Sebagai istri kepala desa, saat itu Nining tak mau menyimpan resep bagi dirinya sendiri. "Tujuan saya belajar membuat abon lele itu memang untuk memberdayakan ibu-ibu di sini. "
Akhirnya, terkumpul 15 ibu-ibu muda. Mereka bergotong royong membuat abon lele di rumah Nining, yang sekaligus dijadikan dapur. "Awalnya, lele-lele itu masih dikonsumsi untuk diri sendiri.
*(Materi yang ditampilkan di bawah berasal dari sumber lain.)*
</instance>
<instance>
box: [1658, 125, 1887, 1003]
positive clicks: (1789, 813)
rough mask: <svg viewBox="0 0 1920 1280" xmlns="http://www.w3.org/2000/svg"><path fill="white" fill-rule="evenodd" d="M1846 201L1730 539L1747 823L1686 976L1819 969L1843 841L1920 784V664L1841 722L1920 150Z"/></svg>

Akhirnya, terpikir untuk menjualnya sebagai oleh-oleh khas Boyolali."
Februari 2007, Nining dan kelompoknya menjalankan usaha abon lele secara profesional. "Kebetulan saat itu ada kunjungan Pak SBY ke Boyolali. Nah, sebelumnya saya sudah bikin kemasan yang menarik dan usaha ini juga sudah ada izin resmi. Akhirnya, abon lele ini bisa jadi oleh-oleh para menteri yang mengikuti kunjungan Pak SBY ke Boyolali," jelas Nining yang memberi nama label Karmina, sesuai nama kelompok ibu-ibu, Karya Mina.
Kini, dalam seminggu Nining perlu minimal 280 kg lele segar. Dari bahan itu ia bisa mendapatkan sekitar 80 kg abon lele. "Kalau dari bahan baku, sih, cukup melimpah. Yang jadi kendala itu pemasaran," jelas Nining yang mengaku masih banyak masyarakat yang jijik makan lele. "Padahal lele di sini, pakannya dari pelet, bukan kotoran manusia."
Abon lele saat ini sudah menjadi salah satu makanan khas Boyolali. "Bahkan, sekarang ini kalau ada tamu dari Jakarta ke Pemda Boyolali, mereka pesan abon lele. Selain diajadikan oleh-oleh, juga sebagai teman makan jadah (uli, Red.). Jadah dan abon lele sudah jadi pasangan yang serasi."